The disgruntled members stormed the venue and disrupted the proceedings, just as the ANC Treasurer General was addressing the ANC members about the party’s manifesto.

They were singing revolutionary songs demanding better services to the community of KwaBhaca.

ANC Treasurer General Paul Mashatile says the manifesto has answers to some of their concerns.

“ There is always a group of people who do that when they know their leader is there,  we have noted that, it’s not like we don’t know, that is why the manifesto says many of our people still need water , electricity etc so the issue on the placards are already in the manifesto .”

Mashatile continued with his speech calling on ANC members to campaign and canvas for the ruling party.

“ Let’s take this manifesto to the people, lets show them that we are ready to deliver services to them. I know there will be those who are shouting ,   listen to them and tell them the manifesto is going to address their concerns.”

Speaking in the same event, South African Communist Party Provincial Secretary Xolile Nqata says they have reversed their decision to contest the elections alone as they want to ensure an alliance victory at the polls.

“This is the ANC we died for and we will make sure that we campaign together because we know that the ruling is beginning to address our concerns.”

Some senior party members tried to obstruct journalists from capturing the protesting members. ANC provincial chairperson Oscar Mabuyane has condemned the protesting members describing the protest as uncalled for and a sign of ill-discipline.


Minister apologises to media

Minister Ndabeni-Abrahams has since apologised to the media through a statement, saying “I would like to offer my sincere unreserved apologies for an earlier altercation with some members of the media during the ANC provincial rally in Mount Frere whilst trying to stop the singing Comrades.”

“I wish to assure the media and South Africans at large my unreserved commitment to media freedom. I sincerely regret the incident,” reads the statement.

SACP condemns the incident

The South African Communist Party (SACP) has described as unfortunate, reports that the Communications Minister attempted to stop the SABC from filming a protest in the Eastern Cape earlier today.

The SACP’s Alex Mashilo says they will discussing the matter with the alliance partners as well as the Minister.

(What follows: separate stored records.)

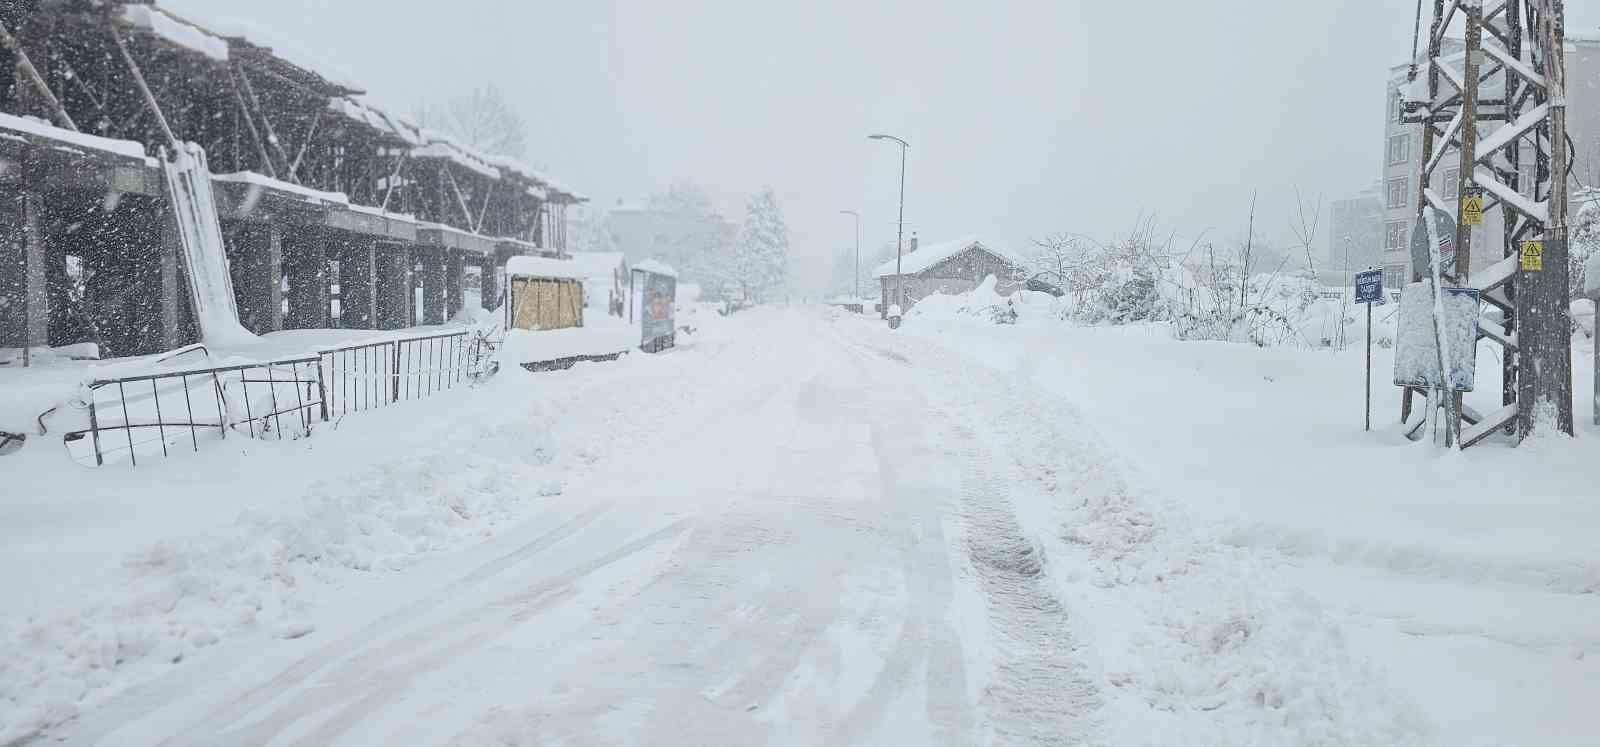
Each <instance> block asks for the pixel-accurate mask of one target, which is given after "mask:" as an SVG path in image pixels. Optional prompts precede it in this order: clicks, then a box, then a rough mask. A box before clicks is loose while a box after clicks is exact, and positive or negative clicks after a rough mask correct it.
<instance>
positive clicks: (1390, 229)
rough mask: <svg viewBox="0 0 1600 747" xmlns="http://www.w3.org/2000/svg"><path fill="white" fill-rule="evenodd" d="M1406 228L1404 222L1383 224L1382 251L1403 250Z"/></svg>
mask: <svg viewBox="0 0 1600 747" xmlns="http://www.w3.org/2000/svg"><path fill="white" fill-rule="evenodd" d="M1406 226H1408V224H1406V222H1405V221H1389V222H1386V224H1384V251H1402V250H1405V240H1406V230H1405V229H1406Z"/></svg>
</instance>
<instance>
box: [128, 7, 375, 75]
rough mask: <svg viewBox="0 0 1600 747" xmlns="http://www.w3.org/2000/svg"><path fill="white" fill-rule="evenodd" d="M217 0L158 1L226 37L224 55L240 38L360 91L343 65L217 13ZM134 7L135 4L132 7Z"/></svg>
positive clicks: (300, 65)
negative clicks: (330, 60) (340, 65)
mask: <svg viewBox="0 0 1600 747" xmlns="http://www.w3.org/2000/svg"><path fill="white" fill-rule="evenodd" d="M213 2H214V0H205V2H202V0H158V2H157V3H155V6H157V10H158V11H160V13H162V14H166V16H170V18H173V19H179V18H181V19H182V21H179V22H186V26H189V24H194V27H197V29H200V30H202V32H208V34H210V35H216V37H222V38H224V40H221V42H222V46H224V50H222V51H224V58H218V59H227V58H226V53H227V45H229V42H227V40H238V42H242V43H245V45H250V46H259V48H262V50H267V51H270V53H272V56H275V58H278V59H282V61H285V62H288V64H291V66H294V67H299V69H302V70H306V72H312V74H315V75H317V77H320V78H322V80H326V82H328V83H333V85H336V86H339V88H344V90H347V91H360V90H362V86H360V85H358V83H355V77H354V75H350V74H349V70H346V69H344V67H341V66H336V64H333V62H330V61H328V59H326V58H323V56H320V54H315V53H312V51H310V50H306V48H304V46H301V45H299V43H298V42H294V40H293V38H291V37H288V35H283V34H280V32H277V30H272V29H267V27H262V26H258V24H256V22H253V21H245V19H238V18H222V16H213V14H211V8H208V6H210V5H213ZM130 8H131V6H130Z"/></svg>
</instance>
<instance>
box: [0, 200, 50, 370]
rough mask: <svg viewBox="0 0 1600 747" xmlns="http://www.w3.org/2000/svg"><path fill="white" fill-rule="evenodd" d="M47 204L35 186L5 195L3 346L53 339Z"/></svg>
mask: <svg viewBox="0 0 1600 747" xmlns="http://www.w3.org/2000/svg"><path fill="white" fill-rule="evenodd" d="M42 208H43V205H42V200H40V197H38V195H37V194H34V192H21V194H19V192H8V194H5V195H3V197H0V347H22V349H29V347H45V346H48V344H50V294H48V291H46V283H45V259H46V258H45V235H43V232H42V229H40V211H42Z"/></svg>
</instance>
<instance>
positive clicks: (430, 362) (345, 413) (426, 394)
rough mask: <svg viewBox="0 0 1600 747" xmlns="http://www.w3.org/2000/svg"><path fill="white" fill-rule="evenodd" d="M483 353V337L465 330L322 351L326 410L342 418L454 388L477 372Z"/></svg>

“If indeed that happened would be unfortunate and we would have to talk about it. Both from the point of view of building the public broadcaster and our attitude as the alliance to the media and here I include the ANC, Cosatu, Sanco as well as ourselves. Because what is done by our representatives in government comes back to haunt us whether or not we like it or whether or not we have approved of it. So you may be a minister but what you do in that sphere of life may later reflect back on government. And this comment is not based on finding her guilty while we have not in fact heard her side of the story.”